A few weeks ago, 100-foot-wide propellers began turning on the recently completed World Trade Center building, making Bahrain home to the world’s first building-integrated wind turbine skyscraper. The building includes two sail-shaped towers that climb 54 floors above the beachfront site. Three small bridges link the towers, with a massive wind turbine hanging from each. The towers funnel the ocean winds into the turbines, which generate more than 10 percent of the energy used by the building.
As climate change and renewable-energy policies level the playing field in the energy industry, alternative-energy companies are racing to assure investors, policymakers and the public that they can scale to meet the needs of energy-starved consumers. During the last few years, a clutch of clean energy projects have emerged on a scale never seen before. Forbes.com has identified the biggest and boldest projects among them.
We surveyed the clean energy landscape for new and recently completed projects in solar, wind, geothermal and wave energy that produced the most grid-connected electricity. Forbes.com also identified the green government initiative and green building project with the highest estimated dollar value. The results are different from what most people would expect.
Bahrain isn’t the only desert blooming green this year. California’s Mojave Desert is rapidly filling up with solar-thermal power plants, courtesy of Gov. Arnold Schwarzenegger. Solel Solar Systems, an Israeli solar-thermal company, recently agreed to supply Pacific Gas & Electric (amex: PCG.PR.A – news – people ) with 553 megawatts of solar thermal energy for 25 years, starting in 2009.

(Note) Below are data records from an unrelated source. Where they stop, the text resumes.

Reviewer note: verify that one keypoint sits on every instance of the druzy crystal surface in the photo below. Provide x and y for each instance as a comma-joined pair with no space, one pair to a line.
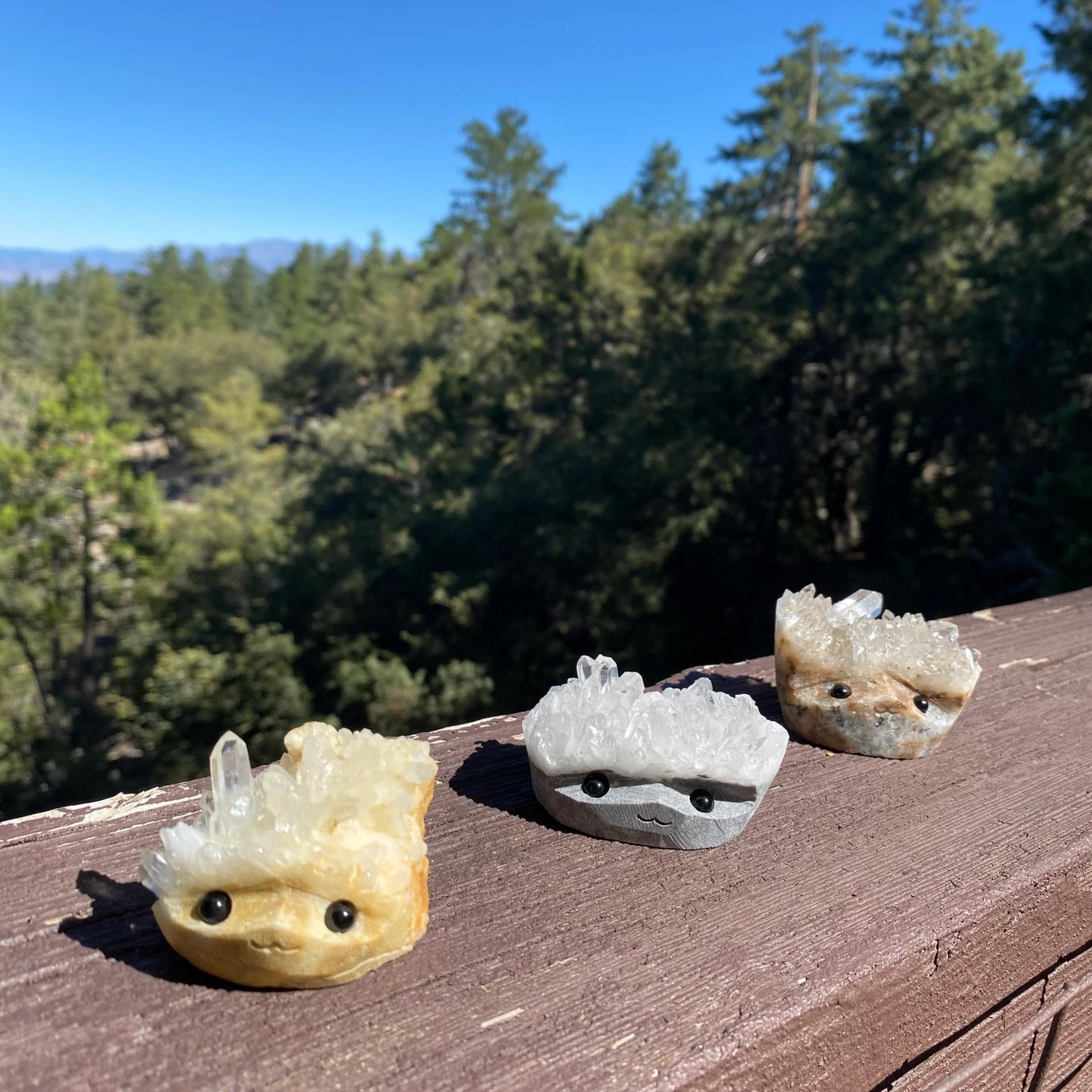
851,678
337,799
605,721
847,640
307,874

Like other companies, PG&E is racing to meet California’s 20 percent renewable energy requirement by 2010. As a result, Solel plans to string 1.2 million mirrors in large arrays over nine square miles of California’s southeastern desert. The plant will use parabolic 3- by 4-foot mirrors developed by Solel to convert the sun’s heat into steam that powers turbines.
Deserts aren’t the only place being developed–quite a few projects are taking place in the ocean.

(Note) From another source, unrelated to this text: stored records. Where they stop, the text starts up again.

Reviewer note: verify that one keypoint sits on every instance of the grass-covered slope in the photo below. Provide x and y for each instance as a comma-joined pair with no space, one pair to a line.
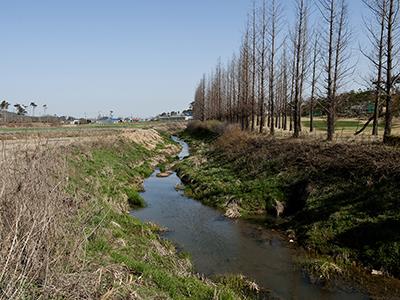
342,200
130,258
66,232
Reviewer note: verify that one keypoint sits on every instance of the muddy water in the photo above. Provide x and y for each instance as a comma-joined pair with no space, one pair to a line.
219,245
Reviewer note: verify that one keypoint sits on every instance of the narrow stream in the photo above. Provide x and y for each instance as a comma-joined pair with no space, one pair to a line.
219,245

Scotland boasts roughly 25 percent of the entire European Union’s tidal power potential and 10 percent of its wave energy potential. In an effort to tap those resources, Scottish Power, a wave-energy company based in Scotland, plans to build the world’s largest wave-energy farm off the coast of Orkney Island. If wave energy proves as profitable as many say, Scotland could produce more than 1,300 megawatts by 2020, enough to power a city the size of Seattle, according to some estimates.

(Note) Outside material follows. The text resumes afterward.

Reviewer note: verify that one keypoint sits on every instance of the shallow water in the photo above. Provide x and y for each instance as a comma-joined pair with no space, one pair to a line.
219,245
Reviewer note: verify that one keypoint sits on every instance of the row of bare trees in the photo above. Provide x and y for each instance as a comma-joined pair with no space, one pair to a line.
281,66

Despite Scotland’s ambitious foray into wave energy, the Orkney project is small change compared with what’s happening off the coast on the opposite end of the island.
England is the windiest country in the European Union. Slightly smaller than Louisiana, the island nation is already hard-pressed for space, which wind farms need a whole heap of to make a difference. As a result, England has done what England has always done–head to sea.
The London Array project plans to erect a constellation of more than 340 wind turbines in the outer Thames Estuary, roughly seven miles off the Kent Coast. When construction ends, London Array will be the world’s largest offshore wind farm, generating more electricity than Denmark’s Middelgrunden offshore wind farm, which is the largest offshore farm operational today.
Although London Array is hard to beat on the big scale, that’s hardly enough to stop a Texas oil tycoon like T. Boone Pickens from trying. Nothing shows the continuity between Big Oil and Big Green quite like Pickens, the oilfield roughneck turned Texas oil tycoon who plans to build the world’s largest wind power farm.
Pickens has invested heavily in a planned wind power farm that will stretch across four counties in the Texas panhandle near Amarillo. The farm’s 2,700 wind turbines will be able to power 1 million homes when construction ends.